I'm guessing there were still people in MI who over-extended themselves, but overall I think the state is an exception when examining the foreclosure problem.

Munchkin03 03-29-2009 12:36 PM

Quote:

Originally Posted by KSigkid (Post 1795126)
A lot of people went into these without thinking about 5, 10, 20 years down the road. They either wanted to turn a quick profit, or they wanted to get more house than they could afford. People didn't have a longterm view, and it's costing them now.

Those counties with the high foreclosure rates were also developed in a weird way. Areas that hadn't been developed for perfectly good reasons--inadequate infrastructure, lack of natural resources, and considerable distance to metropolitan areas--were being developed at a crazy rate because the easy credit and cheap construction costs. People who couldn't afford to buy in San Francisco or the Silicon Valley were buying mini-mansions in places like Modesto and Stockton, regardless of the fact that it's not the easiest commute. Add to that there weren't enough schools, grocery stores, and gas stations, and it makes it so much easier to walk away from your home if it's two hours away from work and the rate on your crazy mortgage just shot up to 10%. It's hard to be committed to a brand-new bedroom community, especially if you're not looking at it as a long-term investment.

It's just unfortunate. There are entire communities that are virtually abandoned, and the housing stock is new and of fair quality. What will happen to those homes?

UGAalum94 03-29-2009 03:45 PM

Quote:

Originally Posted by KSigkid (Post 1795126)
I don't know about that; you have non-disclosures and everything else that could help protect your business practices, and whistleblower statutes in many areas to protect employees who report out on problems.

I'm not saying that those can't be reasons to retain employees who "know too much," but I don't think it's a significant number.

I don't know if I was think about illegal activities, just not dumping a bunch of disgruntled former employees into the mix if it could be prevented.

AGDee 03-29-2009 04:57 PM

Quote:

Originally Posted by KSigkid (Post 1795126)
But, I think Michigan is an exception rather than the rule. With the troubles in the auto industry, even people who spent within their budgets are facing foreclosure. I don't think you can use Michigan as a representative sample of the rest of the country.

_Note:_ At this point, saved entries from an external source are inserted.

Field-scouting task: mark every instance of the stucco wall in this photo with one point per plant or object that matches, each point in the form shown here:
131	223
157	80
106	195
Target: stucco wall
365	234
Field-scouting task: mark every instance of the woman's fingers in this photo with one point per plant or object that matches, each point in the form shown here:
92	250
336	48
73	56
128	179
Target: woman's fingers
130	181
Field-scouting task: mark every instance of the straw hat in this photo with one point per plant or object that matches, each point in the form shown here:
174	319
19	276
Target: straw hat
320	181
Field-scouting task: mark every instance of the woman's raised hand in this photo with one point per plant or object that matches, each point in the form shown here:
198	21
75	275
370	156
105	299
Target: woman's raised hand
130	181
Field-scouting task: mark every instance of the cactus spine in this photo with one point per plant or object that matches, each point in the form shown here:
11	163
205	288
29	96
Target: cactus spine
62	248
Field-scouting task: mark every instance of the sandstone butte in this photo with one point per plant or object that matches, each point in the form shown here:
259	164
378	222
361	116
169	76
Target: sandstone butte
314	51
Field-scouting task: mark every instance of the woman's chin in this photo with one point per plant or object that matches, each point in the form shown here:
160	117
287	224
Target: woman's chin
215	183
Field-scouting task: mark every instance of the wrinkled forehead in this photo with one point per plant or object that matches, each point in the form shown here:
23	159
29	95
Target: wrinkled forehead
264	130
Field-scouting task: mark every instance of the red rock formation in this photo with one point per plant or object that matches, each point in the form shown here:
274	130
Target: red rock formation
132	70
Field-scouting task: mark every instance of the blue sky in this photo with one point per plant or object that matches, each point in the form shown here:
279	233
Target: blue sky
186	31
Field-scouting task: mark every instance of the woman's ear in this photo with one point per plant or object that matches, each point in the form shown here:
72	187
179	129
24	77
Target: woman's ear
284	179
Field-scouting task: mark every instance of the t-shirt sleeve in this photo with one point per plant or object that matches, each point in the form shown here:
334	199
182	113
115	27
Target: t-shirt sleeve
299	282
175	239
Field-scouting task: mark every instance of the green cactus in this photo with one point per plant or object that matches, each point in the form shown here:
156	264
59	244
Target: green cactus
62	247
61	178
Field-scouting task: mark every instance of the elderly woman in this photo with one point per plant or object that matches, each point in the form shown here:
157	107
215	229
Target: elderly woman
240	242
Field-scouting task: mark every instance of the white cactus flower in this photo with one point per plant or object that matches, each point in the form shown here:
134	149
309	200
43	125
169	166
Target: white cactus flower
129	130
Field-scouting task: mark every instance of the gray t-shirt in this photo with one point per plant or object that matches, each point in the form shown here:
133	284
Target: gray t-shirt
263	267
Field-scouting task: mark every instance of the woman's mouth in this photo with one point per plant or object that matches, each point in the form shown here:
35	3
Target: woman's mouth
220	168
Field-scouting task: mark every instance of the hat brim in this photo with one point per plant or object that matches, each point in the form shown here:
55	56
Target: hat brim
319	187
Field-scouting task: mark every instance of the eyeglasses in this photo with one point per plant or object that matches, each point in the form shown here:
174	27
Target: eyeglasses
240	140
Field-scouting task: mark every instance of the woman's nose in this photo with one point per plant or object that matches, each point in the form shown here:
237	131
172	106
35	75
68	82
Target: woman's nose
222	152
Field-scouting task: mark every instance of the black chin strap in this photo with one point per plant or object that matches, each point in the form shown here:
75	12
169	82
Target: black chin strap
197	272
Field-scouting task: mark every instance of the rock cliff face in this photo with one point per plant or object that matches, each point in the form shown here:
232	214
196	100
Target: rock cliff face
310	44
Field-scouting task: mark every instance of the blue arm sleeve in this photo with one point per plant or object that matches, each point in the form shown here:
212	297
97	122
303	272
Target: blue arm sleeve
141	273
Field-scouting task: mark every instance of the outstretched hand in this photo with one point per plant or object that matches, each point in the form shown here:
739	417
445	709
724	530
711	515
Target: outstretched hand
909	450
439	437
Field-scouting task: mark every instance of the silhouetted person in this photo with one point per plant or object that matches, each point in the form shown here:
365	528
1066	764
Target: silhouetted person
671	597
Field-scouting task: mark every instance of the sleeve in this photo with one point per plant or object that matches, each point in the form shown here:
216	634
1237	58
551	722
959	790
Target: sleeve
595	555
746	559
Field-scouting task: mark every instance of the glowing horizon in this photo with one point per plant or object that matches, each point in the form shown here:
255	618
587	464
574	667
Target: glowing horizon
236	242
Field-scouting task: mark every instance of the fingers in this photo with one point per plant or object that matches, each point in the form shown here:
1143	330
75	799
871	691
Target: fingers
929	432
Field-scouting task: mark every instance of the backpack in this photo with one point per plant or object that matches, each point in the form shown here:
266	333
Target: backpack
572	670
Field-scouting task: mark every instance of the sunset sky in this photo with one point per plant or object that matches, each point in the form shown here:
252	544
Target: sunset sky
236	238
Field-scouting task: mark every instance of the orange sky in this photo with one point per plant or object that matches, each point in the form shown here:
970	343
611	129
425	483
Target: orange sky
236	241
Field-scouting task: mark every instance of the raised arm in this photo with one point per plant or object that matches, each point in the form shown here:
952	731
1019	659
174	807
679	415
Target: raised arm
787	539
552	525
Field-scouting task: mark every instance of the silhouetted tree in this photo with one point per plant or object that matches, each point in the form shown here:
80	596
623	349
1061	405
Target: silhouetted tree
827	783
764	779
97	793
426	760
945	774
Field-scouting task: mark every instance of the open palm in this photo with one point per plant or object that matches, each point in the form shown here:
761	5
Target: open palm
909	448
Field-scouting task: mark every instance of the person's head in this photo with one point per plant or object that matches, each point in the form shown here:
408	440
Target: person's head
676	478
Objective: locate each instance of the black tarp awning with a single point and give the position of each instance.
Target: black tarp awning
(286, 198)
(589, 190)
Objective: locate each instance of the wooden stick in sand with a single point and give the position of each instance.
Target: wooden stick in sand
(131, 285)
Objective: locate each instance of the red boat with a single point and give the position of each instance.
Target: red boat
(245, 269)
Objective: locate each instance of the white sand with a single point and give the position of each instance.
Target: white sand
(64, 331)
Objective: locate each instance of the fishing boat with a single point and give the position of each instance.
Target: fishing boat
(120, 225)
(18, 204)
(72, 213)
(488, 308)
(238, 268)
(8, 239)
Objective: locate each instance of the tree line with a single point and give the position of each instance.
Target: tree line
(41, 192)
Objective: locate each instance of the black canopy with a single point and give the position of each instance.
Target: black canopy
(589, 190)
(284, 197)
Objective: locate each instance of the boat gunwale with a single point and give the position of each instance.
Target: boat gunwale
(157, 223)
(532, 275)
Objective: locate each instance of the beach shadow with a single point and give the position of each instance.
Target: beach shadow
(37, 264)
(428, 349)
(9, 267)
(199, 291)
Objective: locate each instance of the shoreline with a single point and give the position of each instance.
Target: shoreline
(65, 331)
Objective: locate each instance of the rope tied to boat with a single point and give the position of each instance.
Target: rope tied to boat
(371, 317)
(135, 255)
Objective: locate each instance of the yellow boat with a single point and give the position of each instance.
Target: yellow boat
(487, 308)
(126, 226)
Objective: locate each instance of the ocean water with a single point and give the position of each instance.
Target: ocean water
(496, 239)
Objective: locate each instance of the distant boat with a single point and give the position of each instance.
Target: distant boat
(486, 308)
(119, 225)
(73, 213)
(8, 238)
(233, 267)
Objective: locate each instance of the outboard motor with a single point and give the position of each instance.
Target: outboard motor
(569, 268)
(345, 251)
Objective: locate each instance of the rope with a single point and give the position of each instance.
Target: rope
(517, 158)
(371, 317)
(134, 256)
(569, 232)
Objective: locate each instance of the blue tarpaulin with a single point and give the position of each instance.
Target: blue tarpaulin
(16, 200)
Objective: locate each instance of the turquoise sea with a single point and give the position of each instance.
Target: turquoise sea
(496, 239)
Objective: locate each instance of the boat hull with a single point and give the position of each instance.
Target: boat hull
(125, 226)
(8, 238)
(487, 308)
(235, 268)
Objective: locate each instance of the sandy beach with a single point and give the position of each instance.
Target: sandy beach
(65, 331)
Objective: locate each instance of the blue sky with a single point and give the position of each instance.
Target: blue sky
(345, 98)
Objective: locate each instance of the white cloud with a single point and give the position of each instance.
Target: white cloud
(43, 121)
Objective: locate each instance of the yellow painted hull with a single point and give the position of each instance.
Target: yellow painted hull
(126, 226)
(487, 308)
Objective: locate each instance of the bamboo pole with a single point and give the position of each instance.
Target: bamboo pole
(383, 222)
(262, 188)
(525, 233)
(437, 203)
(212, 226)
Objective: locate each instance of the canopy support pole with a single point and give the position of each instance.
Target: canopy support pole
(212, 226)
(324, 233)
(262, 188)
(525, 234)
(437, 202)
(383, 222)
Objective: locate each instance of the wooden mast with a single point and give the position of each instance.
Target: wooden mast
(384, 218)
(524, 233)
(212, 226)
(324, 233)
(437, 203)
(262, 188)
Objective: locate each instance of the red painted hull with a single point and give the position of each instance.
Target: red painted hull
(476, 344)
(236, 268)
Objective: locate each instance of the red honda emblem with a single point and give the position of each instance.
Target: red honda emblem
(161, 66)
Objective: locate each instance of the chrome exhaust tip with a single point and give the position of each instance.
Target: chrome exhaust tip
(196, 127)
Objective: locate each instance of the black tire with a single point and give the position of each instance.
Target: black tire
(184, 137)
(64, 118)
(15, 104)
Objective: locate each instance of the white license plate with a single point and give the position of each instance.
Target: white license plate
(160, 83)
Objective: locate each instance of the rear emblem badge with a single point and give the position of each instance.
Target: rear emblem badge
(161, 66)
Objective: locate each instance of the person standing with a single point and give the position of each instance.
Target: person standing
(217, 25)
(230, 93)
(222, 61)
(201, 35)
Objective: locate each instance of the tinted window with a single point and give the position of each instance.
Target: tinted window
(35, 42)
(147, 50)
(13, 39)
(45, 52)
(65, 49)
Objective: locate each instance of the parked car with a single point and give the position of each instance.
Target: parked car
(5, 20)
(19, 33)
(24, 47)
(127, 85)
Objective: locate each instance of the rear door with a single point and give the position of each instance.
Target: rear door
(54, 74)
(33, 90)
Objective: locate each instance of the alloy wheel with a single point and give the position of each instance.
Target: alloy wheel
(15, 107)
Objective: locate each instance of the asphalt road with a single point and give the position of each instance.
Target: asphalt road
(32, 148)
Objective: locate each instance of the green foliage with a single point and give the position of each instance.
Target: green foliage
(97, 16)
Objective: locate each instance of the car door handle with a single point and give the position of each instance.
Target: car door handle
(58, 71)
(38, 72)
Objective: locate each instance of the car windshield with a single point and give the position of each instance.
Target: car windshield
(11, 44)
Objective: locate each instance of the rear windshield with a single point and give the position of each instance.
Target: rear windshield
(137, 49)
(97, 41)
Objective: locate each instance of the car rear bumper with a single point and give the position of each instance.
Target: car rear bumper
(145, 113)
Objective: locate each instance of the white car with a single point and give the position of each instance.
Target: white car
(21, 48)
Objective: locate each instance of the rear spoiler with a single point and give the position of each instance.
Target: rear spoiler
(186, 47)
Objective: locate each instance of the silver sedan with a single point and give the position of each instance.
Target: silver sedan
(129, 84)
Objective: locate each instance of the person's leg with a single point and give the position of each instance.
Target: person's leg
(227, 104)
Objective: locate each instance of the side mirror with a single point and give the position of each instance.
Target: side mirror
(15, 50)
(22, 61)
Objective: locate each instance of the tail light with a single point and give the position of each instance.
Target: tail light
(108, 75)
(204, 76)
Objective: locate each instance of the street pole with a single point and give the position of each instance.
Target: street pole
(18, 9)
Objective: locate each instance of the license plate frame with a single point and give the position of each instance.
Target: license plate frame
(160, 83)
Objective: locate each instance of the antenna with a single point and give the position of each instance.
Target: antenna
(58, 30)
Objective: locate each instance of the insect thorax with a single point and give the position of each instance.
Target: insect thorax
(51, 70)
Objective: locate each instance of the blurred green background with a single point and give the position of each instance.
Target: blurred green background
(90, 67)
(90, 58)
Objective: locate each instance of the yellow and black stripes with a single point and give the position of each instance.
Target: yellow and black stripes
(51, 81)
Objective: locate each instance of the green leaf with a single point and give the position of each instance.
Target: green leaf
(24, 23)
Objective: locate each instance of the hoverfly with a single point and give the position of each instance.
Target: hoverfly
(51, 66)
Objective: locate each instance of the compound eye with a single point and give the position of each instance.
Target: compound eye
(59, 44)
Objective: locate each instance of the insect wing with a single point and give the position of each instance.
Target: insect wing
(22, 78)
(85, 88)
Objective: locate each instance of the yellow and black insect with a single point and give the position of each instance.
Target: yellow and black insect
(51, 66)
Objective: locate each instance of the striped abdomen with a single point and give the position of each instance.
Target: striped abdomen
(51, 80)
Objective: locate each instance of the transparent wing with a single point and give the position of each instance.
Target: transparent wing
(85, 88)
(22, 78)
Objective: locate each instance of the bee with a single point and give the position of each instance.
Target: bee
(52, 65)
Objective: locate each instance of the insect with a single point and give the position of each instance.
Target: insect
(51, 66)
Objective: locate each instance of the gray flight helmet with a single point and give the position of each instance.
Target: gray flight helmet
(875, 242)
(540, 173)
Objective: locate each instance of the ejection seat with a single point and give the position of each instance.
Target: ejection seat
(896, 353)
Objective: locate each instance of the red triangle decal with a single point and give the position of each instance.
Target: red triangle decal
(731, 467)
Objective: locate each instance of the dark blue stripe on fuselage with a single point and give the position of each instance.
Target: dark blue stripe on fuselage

I'm guessing there were still people in MI who over-extended themselves, but overall I think the state is an exception when examining the foreclosure problem.

Yes, there were still people who overextended themselves. She had specifically mentioned Michigan being up there with California and Florida and I was pointing out the difference. Our unemployment rate has hit 12% and that was before my health system started their layoffs (we are the 6th biggest employer in the state.. maybe higher since the auto companies have laid off so many now). But, yes, the "interest only loans" were pushed heavily here too. When I bought my house, they also approved me for about $50K more than I used. I knew they were crazy about the price they prequalified me for and joked that I could afford that only if I didn't eat. I think a lot of people trusted that if they prequalified for that amount, they could afford it and that's definitely crazy.

All that said, after getting a reasonably priced home with a realistic mortgage, if I had to move today, I'd have to walk away from my house because housing prices have dropped so drastically. I've even paid extra principal every year and I probably owe more than I could sell it for. Once you get too many people who are upside down like that, there are going to be more foreclosures. I'm not going anywhere for at least 5 years, but I sure hope in that 5 years I can sell it for more than I owe on it!